11. Therefore, it is necessary to examine whether, in the instant case, the Commercial Tax Officer, while issuing the registration certificate to the appellant on 4th September, 1975, had committed any error or mistake in mentioning the coverage of the dealer under Section 5(1)(aa) of the Act. In other words, was there any inconsistency between the order of the Commercial Tax Officer granting registration to the appellant and the registration certificate issued to him on 4th September, 1975 We have perused the materials produced before us including the original file of the Commercial Tax Officer, 24-Parganas Charge, relating to registration of the appellant as a dealer under Section 7(2) of the Bengal Finance (Sales Tax) Act.

12. The appellant in his application in form IA for registration had prayed for coverage in respect of resale of cement in West Bengal. But, the Commercial Tax Officer by his order dated 4th September, 1975, had rejected the said prayer. The Commercial Tax Officer, after referring to the materials produced before him, recorded the following finding:

No intra-State purchase of cement has yet been made. As such no item should be inserted in the resale column. . . .

13. Thus, the Commercial Tax Officer had expressly disallowed the prayer of the appellant for coverage in respect of resale of cement in West Bengal in terms of Section 5(1)(aa) of the Act. The lawyer for the appellant, who had attended the said hearing before the Commercial Tax Officer, had put his signature in the margin of the order sheet. The registration certificate was fully consistent with the said order of the Commercial Tax Officer, 24-Parganas Charge, dated 4th September, 1975. The registration certificate issued to the appellant did not contain any inadvertent error or clerical mistake. In case the Commercial Tax Officer was not right in disallowing the appellant's prayer for recoverage in respect of resale of cement, he was entitled to file a petition under Section 20 of the Act. But the appellant did not take recourse to the said remedy.
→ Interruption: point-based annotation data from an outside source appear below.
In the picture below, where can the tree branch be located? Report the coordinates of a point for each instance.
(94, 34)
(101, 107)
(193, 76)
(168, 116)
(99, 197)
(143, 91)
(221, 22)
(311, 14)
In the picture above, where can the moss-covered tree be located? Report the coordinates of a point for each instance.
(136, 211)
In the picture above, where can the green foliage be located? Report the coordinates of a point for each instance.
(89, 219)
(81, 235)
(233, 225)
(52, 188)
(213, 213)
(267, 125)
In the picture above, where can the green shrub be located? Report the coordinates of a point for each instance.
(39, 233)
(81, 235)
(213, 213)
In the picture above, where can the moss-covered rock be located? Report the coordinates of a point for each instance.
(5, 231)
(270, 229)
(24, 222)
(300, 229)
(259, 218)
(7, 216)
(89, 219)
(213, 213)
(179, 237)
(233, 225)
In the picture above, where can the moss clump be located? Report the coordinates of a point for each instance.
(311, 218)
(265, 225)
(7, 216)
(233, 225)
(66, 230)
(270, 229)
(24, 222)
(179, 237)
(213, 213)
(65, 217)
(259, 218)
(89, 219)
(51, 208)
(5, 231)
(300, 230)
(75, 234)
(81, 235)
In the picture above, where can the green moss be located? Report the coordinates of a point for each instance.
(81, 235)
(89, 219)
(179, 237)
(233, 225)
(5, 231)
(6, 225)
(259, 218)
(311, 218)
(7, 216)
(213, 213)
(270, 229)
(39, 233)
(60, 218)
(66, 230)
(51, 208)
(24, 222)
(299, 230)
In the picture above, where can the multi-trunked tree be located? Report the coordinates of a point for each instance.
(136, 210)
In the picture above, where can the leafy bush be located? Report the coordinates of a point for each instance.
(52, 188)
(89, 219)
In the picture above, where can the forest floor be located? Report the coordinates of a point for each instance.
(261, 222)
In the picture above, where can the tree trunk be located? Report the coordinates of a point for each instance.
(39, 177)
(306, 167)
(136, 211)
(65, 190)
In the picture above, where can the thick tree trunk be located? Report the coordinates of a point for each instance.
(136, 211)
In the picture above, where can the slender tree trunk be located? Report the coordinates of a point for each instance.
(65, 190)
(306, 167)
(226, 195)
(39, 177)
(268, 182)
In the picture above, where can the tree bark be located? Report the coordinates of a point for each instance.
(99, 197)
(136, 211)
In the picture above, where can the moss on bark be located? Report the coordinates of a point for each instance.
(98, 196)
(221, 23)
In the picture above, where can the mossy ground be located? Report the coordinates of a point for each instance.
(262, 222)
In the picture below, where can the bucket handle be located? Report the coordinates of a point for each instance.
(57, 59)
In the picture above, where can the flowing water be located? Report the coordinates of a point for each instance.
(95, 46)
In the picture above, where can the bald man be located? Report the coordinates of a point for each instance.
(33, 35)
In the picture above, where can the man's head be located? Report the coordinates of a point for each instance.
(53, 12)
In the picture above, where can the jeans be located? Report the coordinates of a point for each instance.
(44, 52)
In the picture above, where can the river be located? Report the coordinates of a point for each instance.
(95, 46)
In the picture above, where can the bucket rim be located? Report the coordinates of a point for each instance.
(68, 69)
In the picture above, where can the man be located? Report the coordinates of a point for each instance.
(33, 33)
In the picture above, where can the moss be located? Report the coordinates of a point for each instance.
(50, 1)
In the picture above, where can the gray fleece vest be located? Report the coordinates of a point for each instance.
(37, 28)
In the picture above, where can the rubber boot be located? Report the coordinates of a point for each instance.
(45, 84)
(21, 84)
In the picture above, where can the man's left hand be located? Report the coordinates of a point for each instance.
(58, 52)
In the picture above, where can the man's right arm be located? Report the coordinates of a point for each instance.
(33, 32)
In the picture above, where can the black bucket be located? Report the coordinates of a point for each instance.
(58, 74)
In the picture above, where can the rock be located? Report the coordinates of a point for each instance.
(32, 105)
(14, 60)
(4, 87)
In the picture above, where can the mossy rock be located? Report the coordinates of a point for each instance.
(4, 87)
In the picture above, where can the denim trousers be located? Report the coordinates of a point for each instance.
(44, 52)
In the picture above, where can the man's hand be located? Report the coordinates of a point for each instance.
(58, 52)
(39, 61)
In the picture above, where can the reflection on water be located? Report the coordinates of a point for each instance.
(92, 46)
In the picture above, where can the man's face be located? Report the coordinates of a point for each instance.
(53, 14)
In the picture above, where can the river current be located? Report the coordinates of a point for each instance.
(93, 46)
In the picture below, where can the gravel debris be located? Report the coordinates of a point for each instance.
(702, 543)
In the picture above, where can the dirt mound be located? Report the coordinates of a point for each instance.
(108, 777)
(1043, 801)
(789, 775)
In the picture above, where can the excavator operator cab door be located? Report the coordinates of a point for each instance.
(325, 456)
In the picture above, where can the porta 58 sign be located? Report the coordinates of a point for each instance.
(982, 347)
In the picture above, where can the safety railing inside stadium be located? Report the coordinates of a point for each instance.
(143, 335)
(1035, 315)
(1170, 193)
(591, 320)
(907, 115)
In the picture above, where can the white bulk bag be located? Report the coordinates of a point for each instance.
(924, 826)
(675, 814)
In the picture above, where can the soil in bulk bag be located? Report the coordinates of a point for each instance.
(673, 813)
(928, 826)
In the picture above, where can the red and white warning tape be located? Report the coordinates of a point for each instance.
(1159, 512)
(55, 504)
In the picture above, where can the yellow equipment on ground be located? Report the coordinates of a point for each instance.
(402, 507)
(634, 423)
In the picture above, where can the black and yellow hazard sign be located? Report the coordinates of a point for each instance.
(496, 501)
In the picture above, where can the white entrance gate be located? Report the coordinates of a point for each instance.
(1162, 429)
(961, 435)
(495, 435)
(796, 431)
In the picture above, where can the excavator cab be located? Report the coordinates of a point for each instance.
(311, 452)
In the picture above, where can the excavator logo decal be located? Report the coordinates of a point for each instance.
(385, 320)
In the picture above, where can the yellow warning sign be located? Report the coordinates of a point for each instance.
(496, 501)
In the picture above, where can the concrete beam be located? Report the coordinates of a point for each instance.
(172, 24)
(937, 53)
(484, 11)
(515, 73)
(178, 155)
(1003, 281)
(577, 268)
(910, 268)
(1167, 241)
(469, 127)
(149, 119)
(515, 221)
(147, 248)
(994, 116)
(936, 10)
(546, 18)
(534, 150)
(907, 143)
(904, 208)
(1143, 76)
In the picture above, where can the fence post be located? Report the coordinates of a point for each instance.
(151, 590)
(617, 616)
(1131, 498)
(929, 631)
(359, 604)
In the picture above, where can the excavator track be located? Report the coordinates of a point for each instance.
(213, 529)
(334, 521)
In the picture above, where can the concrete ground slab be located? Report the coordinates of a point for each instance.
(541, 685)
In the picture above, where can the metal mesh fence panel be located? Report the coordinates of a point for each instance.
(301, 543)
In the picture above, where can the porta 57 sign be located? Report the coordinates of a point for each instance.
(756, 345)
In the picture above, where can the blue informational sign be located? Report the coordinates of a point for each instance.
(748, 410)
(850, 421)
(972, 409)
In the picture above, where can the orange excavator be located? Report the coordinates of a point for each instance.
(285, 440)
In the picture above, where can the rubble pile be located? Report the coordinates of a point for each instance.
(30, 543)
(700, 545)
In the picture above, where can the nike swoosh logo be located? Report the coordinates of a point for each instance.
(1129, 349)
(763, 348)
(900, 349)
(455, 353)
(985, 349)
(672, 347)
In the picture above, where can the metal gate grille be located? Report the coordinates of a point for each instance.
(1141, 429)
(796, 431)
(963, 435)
14. The appellant himself has stated in the writ petition that previously he had been making purchases of cement outside West Bengal for resale within the said State. In fact, he had simultaneously obtained registration as a dealer under the Central Sales Tax Act. The appellant himself has alleged at the date of his registration that he was making only inter-State purchases of cement. According to him, only with effect from 21st September, 1976, he began to get supply of cement from the local godown of Industrial Development Corporation Orissa Limited at Ray Bahadur Road, Behala, 24-Parganas--'from the said date there was no inter-State purchase of cement by the petitioner and there was intra-State purchase' (vide paragraph 3 of the writ petition). Therefore, according to the appellant, he himself had commenced intra-State purchase of cement only with effect from 21st September, 1976, and not before the issue of his registration certificate dated 4th September, 1975. But the appellant did not immediately apply for amendment of his registration certificate and for incorporating the commodity, cement, in the relevant column under Section 5(1)(aa) of his registration certificate under the Bengal Finance (Sales Tax) Act. As already stated, he had applied only on 2nd September, 1977, for amendment of his said registration certificate. It is, therefore, clear that, in the instant case, the amendment was prayed for not because of any mistake or error on the part of the Commercial Tax Officer in issuing the registration certificate in question but such amendment had become necessary because of the alleged fact that, with effect from 21st September, 1976, the appellant had engaged himself in intra-State purchase and resale of cement in West Bengal.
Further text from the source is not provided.